At least three Union Ministers of State, in charge of the Revenue Department, “abused their position and power in matters of postings and transfers” for “monetary considerations.” This startling allegation is made by Anup K Pande, former Chief of the Directorate of Revenue Intelligence and the Central Economic Intelligence Bureau, in a book to be released tomorrow.
In the book, Grit That Defied Odds (Reflections of a Revenue Officer (Konark Publishers), Pande doesn’t name these Ministers but writes. “One of them served in the early eighties. The other two Ministers of State served in the late nineties. An effective tool of administration and preventive vigilance was thus converted by them into a money-making device.”

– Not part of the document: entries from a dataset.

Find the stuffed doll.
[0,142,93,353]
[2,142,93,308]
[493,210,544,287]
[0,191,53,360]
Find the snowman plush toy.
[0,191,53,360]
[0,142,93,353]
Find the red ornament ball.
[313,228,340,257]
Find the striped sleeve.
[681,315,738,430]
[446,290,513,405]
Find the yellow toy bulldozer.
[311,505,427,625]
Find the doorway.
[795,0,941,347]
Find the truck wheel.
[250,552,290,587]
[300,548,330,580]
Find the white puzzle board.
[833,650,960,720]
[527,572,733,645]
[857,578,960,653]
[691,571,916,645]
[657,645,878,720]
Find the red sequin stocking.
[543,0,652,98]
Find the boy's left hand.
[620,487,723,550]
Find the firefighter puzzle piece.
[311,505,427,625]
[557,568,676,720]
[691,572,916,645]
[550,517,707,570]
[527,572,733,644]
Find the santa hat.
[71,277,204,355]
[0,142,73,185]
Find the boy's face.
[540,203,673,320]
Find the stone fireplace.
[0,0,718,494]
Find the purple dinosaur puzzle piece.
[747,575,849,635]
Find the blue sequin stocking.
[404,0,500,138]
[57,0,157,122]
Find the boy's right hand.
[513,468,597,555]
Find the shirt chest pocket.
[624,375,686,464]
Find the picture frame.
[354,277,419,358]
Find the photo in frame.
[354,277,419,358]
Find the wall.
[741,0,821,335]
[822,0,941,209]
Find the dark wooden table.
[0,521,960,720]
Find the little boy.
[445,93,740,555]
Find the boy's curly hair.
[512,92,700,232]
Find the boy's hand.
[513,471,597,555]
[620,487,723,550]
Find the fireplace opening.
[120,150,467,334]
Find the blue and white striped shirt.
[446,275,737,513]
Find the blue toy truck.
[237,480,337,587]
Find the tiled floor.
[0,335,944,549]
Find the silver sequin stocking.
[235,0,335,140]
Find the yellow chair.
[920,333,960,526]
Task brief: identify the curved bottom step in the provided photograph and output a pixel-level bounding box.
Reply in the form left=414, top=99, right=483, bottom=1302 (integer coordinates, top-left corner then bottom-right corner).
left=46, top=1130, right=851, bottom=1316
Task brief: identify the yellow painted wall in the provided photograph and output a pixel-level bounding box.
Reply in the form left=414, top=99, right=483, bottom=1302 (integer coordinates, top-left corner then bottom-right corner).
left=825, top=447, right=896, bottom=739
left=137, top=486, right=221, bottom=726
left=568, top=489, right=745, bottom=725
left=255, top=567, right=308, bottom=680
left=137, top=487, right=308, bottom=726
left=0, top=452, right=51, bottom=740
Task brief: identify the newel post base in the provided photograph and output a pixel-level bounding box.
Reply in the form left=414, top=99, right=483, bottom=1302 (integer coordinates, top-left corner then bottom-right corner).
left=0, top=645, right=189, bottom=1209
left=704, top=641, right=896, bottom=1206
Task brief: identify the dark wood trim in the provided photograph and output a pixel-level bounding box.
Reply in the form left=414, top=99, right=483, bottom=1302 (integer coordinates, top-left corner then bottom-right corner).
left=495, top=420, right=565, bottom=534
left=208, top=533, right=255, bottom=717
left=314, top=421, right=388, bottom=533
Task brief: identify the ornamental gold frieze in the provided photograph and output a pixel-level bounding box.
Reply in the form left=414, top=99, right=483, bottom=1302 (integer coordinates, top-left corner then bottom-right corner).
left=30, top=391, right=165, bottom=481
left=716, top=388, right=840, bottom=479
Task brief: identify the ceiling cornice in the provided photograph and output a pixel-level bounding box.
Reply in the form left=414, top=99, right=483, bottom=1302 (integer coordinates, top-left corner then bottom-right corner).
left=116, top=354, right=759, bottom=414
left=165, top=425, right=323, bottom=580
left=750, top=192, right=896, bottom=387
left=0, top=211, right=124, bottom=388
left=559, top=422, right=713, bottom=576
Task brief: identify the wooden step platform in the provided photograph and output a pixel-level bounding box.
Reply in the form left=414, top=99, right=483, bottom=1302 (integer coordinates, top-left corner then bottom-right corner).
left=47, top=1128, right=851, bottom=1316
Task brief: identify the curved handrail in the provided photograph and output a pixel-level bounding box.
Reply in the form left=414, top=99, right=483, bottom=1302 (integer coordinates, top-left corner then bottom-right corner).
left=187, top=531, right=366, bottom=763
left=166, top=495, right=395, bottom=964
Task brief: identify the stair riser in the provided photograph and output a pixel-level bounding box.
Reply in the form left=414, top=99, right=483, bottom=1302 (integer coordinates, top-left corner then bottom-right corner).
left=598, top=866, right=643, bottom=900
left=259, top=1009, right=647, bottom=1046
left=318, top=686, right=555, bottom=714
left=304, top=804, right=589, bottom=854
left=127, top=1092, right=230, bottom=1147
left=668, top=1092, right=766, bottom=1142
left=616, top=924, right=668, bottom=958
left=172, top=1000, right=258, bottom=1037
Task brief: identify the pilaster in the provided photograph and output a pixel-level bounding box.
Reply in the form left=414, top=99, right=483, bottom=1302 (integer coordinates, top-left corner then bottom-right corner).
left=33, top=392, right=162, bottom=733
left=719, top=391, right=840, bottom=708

The message, Pande claims, which was on many occasions “conveyed” by the Ministers through their personal staff —- by way of justification — was that such postings or transfers were being pressed by them to either discharge their duty as a “representative of the people” or as an “obligation” to their constituency or party. “On other occasions it was conveyed that the money demanded and collected was meant for party funds.”
Many senior bureaucrats also played along, Pande alleges. “Senior bureaucrats, including some at the highest levels, had no qualms...so long as it helped them to secure their position or get a particular post or some post- retirement assignment or even a couple of months extension. They are as guilty of destroying the system as the politicians.”
Pande retired six years ago as Special Secretary in the Economic Intelligence Bureau. Speaking to The Indian Express, he said that his impression is that “ground realities, manipulations and corruption in the Revenue Department are no different today” from what he has described in his book.